Neither the Department of Health nor ABPI are commenting on the negotiations, but the two sides have agreed their talks will focus on achieving value for money, reward for innovation, accelerated uptake of new medicines, and sustainability.
OFT suggested that companies retain freedom to set prices up-front. But instead of profit controls and price cuts established by the PPRS scheme, the report says drugs should be reviewed at certain points to determine a maximum price in accordance with clinical benefits relative to a comparator.
If sufficient cost-effectiveness information is available at product launch, a maximum price could be set quickly, OFT said. Product value would then be re-evaluated periodically.
Value-based Pricing Has Not Been Tried
The OFT report has given prominence to value-based pricing, Jens Grueger, head of global pricing and reimbursement for Novartis, told "The Pink Sheet." It has been a topic of discussion in the drug field, but "to my knowledge," is not yet being used anywhere, he said.
During the Drug Information Association's EuroMeeting in Barcelona March 4, Grueger discussed value-based pricing and reimbursement for therapies that have a broad indication, but provide different levels of benefit to different patient subgroups.

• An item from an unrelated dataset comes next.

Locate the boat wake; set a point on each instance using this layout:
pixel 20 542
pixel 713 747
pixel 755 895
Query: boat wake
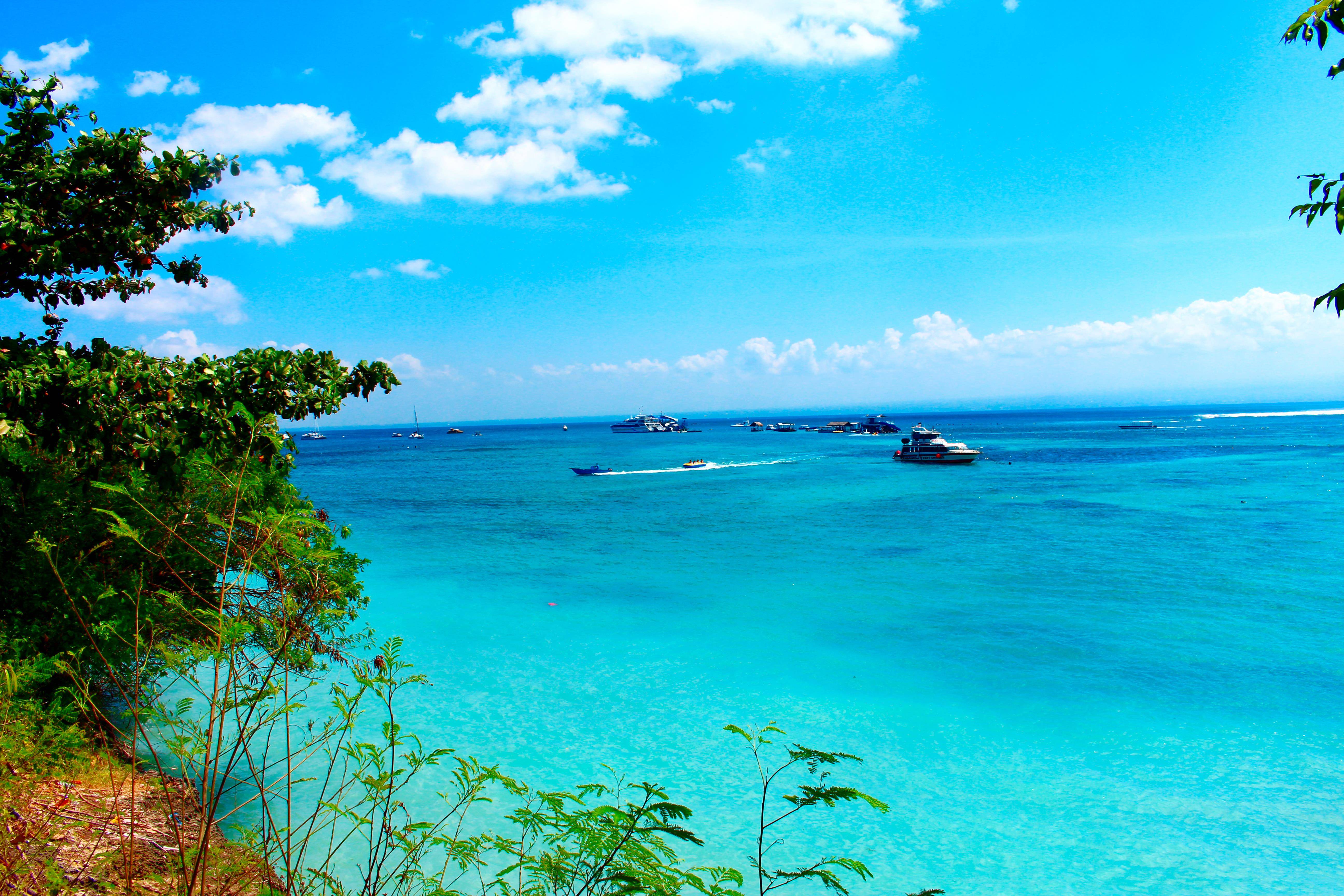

Rather than restrict the product to those who would likely receive the most benefit, value-based pricing or reimbursement allows payers to pay more for patients whose likely benefit is greatest, and less for indications where there is less potential benefit, he explained. The patient pays the same co-payment regardless of indication.
Grueger also discussed the concept of conditional reimbursement for drugs that are conditionally approved for marketing. The reimbursement is warranted because there is a potential for significant benefit even though there is insufficient information to demonstrate efficacy fully, he said.
If scientists or policymakers have enough data for conditional approval, that should be sufficient for reimbursement based on "a first, very initial, very crude, price and reimbursement assessment," he said.
Reimbursement would be adjusted up or down if subsequent data shows the benefit is greater than expected or less than expected, he added.
Conditional reimbursement also could be used in situations where full approval is granted but long-term benefits of a therapy remain uncertain, he said.
The benefit of pricing and reimbursement schemes that permit price adjustments based on later data is that both the drug maker and payer share the risks, according to Grueger.
Risk sharing is useful "in situations where responses to therapy are not predictable," he said, and "may be the next frontier" of reimbursement.
Grueger sees little future for "money-back guarantees," such as the U.K. agreement with Johnson & Johnson under which the company will rebate the cost of using Velcade (bortezomib) in patients who have a minimal response to the drug ("The Pink Sheet," Oct. 15, 2007, p. 5).
These "are just rebate schemes in disguise," he contended.
In the case of Velcade, "it is quite clear what proportions of patients will benefit from therapy and what proportion of the overall drug costs has to be refunded by the manufacturer," he explained to "The Pink Sheet."
"So the price could have been lowered to reflect this."
The U.K. is not the only country seeking better value in the drug market. The German Institute for Quality and Efficiency in Health Care has proposed that evaluations be conducted to set a ceiling reimbursement level for drugs and medical devices under Germany's government-based health insurance system ("The Pink Sheet," March 3, 2008, p. 28). Germany currently does not take drug pricing into account when adopting new therapies.